III.3.3 La traduzione di Towner

Per quanto io sappia, la prima traduzione in una lingua moderna è quella inglese del 1941, a cura di Dean Hamilton Towner, svolta nell’ambito di una tesi discussa presso la Cornell University. La traduzione, corredata di una breve introduzione e sintetiche note di commento, si basa sull’edizione di Spengel138.

137 Conti condivide con l’Aldina i seguenti pochi ma significativi errori, aggiunte o

omissioni: p. 14, 22: ἀεικίνητόν codd.: ἀκίνητόν Ald. Conti (immobilis); 92, 26: ἀπώλεσας om. Ald. Conti; 196,4: σέρριον PMCEBHAG: σέρρινον F: σέρινοι Ald. Conti (Serini); a questi si aggiungano anche i seguenti casi in cui Conti dimostra la dipendenza dalla lezione che l’Aldina condivide ora con B, ora con F: p. 44, 17: ἀγήοχε PMCEBHAG: αἰγήοχε F Ald. Conti (Aegioche); p. 122, 1: ὀνόµατα PMCEHFAG: ὀνόµατα πολλὰ B Ald. Conti (complura nomina).

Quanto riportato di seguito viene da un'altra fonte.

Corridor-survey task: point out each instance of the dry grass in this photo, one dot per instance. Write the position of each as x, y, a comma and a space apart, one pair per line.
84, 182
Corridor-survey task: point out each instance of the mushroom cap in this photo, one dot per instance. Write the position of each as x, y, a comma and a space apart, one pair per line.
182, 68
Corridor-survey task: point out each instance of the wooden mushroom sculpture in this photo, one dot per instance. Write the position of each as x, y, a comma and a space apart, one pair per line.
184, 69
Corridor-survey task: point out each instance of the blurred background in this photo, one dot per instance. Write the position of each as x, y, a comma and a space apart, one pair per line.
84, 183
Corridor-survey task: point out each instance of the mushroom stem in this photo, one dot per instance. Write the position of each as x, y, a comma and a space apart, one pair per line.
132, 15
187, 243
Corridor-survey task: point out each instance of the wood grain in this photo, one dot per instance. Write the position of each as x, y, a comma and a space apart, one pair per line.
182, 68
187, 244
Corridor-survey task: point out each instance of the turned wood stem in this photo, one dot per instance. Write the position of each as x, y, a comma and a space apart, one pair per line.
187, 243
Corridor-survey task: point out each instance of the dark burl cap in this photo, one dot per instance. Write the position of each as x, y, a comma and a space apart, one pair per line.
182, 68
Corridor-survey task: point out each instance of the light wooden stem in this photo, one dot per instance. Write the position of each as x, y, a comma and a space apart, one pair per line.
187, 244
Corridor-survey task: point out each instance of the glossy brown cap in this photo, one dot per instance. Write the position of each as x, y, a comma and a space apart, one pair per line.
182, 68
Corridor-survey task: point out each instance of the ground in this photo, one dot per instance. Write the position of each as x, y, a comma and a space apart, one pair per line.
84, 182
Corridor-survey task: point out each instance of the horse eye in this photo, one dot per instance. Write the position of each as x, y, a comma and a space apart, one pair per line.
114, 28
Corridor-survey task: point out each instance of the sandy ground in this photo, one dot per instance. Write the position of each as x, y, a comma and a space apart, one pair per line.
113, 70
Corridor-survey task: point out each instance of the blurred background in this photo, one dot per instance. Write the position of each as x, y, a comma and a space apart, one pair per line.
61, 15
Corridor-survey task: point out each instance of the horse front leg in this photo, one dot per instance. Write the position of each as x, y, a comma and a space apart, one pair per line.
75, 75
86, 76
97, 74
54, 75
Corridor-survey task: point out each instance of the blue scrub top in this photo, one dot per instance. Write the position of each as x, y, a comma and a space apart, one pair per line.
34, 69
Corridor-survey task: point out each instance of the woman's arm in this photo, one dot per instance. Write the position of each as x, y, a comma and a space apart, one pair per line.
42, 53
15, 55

138 Una traduzione italiana del secondo libro sugli σχήµατα λέξεως è stata approntata

da Gianluca Matarrelli nell’ambito di una tesi di laurea magistrale svolta presso l’Università del Salento (a. a. 2007-2008). Ringrazio l’autore per avermi permesso di prendere visione del suo lavoro.